Cancer of the stomach is difficult to cure unless it is found in an early stage (before it has begun to spread). Unfortunately, because early stomach cancer causes few symptoms, the disease is usually advanced when the diagnosis is made. However, advanced stomach cancer can be treated and the symptoms can be relieved.
Your treatment options for stomach cancer depend on the stage of your cancer, your overall health and your preferences.
The goal of surgery is to remove all of the stomach cancer and a margin of healthy tissue, when possible. Options include:
- Removing early-stage tumors from the stomach lining. Very small cancers limited to the inside lining of the stomach may be removed using endoscopy in a procedure called endoscopic mucosal resection. The endoscope is a lighted tube with a camera that's passed down your throat into your stomach. The doctor uses special tools to remove the cancer and a margin of healthy tissue from the stomach lining.
- Removing a portion of the stomach (subtotal gastrectomy). During subtotal gastrectomy, the surgeon removes only the portion of the stomach affected by cancer.
- Removing the entire stomach (total gastrectomy). Total gastrectomy involves removing the entire stomach and some surrounding tissue. The esophagus is then connected directly to the small intestine to allow food to move through your digestive system.
- Removing lymph nodes to look for cancer. The surgeon examines and removes lymph nodes in your abdomen to look for cancer cells.
- Surgery to relieve signs and symptoms. Removing part of the stomach may relieve signs and symptoms of a growing tumor in people with advanced stomach cancer. In this case, surgery can't cure advanced stomach cancer, but it can make you more comfortable.
- Surgery carries a risk of bleeding and infection. If all or part of your stomach is removed, you may experience digestive problems.
Radiation therapy uses high-powered beams of energy, such as X-rays and protons, to kill cancer cells. The energy beams come from a machine that moves around you as you lie on a table.
Radiation therapy can be used before surgery (neoadjuvant radiation) to shrink a stomach tumor so that it's more easily removed. Radiation therapy can also be used after surgery (adjuvant radiation) to kill any cancer cells that might remain around your stomach. Radiation is often combined with chemotherapy. In cases of advanced cancer, radiation therapy may be used to relieve side effects caused by a large tumor.

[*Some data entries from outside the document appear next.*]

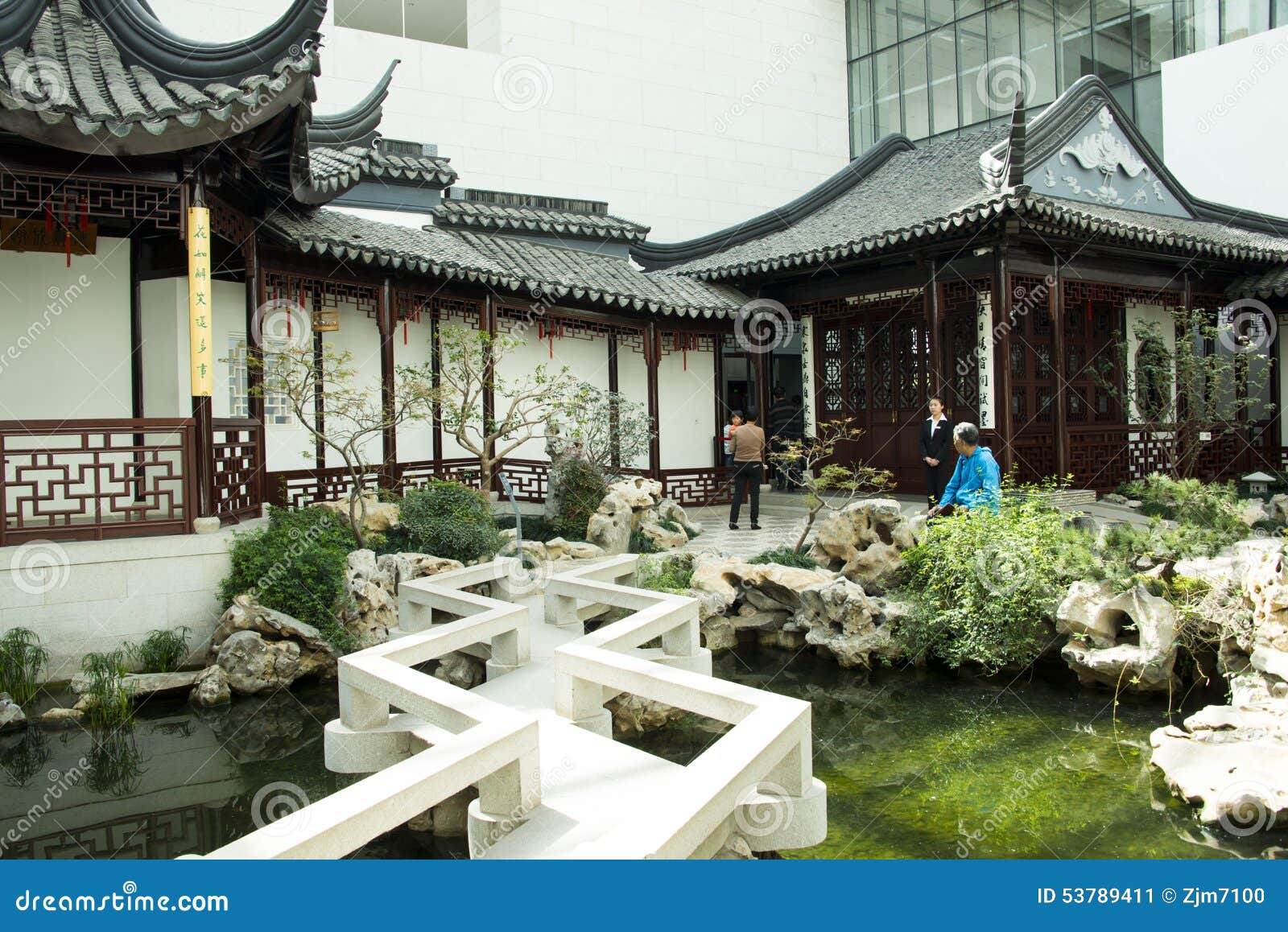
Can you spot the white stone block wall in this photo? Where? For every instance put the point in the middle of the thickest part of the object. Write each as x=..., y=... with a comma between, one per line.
x=687, y=115
x=107, y=592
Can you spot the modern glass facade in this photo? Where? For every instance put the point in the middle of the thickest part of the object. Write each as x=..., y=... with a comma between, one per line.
x=934, y=67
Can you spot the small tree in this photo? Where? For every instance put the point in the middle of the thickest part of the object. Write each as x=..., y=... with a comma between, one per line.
x=813, y=459
x=1203, y=386
x=470, y=362
x=352, y=414
x=605, y=427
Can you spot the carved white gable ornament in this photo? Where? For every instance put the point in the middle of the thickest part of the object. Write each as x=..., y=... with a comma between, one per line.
x=1107, y=154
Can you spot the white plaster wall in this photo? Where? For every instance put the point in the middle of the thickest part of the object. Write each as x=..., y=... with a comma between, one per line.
x=64, y=334
x=1221, y=128
x=686, y=398
x=687, y=115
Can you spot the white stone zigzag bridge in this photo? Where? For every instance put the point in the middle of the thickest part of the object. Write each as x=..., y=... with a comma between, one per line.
x=536, y=739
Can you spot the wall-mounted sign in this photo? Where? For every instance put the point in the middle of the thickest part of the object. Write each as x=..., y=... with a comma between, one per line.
x=201, y=344
x=39, y=236
x=326, y=320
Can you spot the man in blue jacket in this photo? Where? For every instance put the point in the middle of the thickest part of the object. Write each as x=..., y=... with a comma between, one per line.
x=976, y=481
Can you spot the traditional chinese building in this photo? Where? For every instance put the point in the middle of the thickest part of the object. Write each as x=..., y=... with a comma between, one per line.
x=173, y=208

Radiation therapy to your stomach can cause diarrhea, indigestion, nausea and vomiting.
Chemotherapy is a drug treatment that uses chemicals to kill cancer cells. Chemotherapy drugs travel throughout your body, killing cancer cells that may have spread beyond the stomach.
Chemotherapy can be given before surgery (neoadjuvant chemotherapy) to help shrink a tumor so that it can be more easily removed. Chemotherapy is also used after surgery (adjuvant chemotherapy) to kill any cancer cells that might remain in the body. Chemotherapy is often combined with radiation therapy. Chemotherapy may be used alone in people with advanced stomach cancer to help relieve signs and symptoms.
Chemotherapy side effects depend on which drugs are used. The type of stomach cancer you have determines which chemotherapy drugs you'll receive.
Targeted therapy uses drugs that attack specific abnormalities within cancer cells. Targeted drugs used to treat stomach cancer include:
- Trastuzumab (Herceptin) for stomach cancer cells that produce too much HER2.
- Ramucirumab (Cyramza) for advanced stomach cancer that hasn't responded to other treatments.
- Imatinib (Gleevec) for a rare form of stomach cancer called gastrointestinal stromal tumor.
- Sunitinib (Sutent) for gastrointestinal stromal tumors.
- Regorafenib (Stivarga) for gastrointestinal stromal tumors.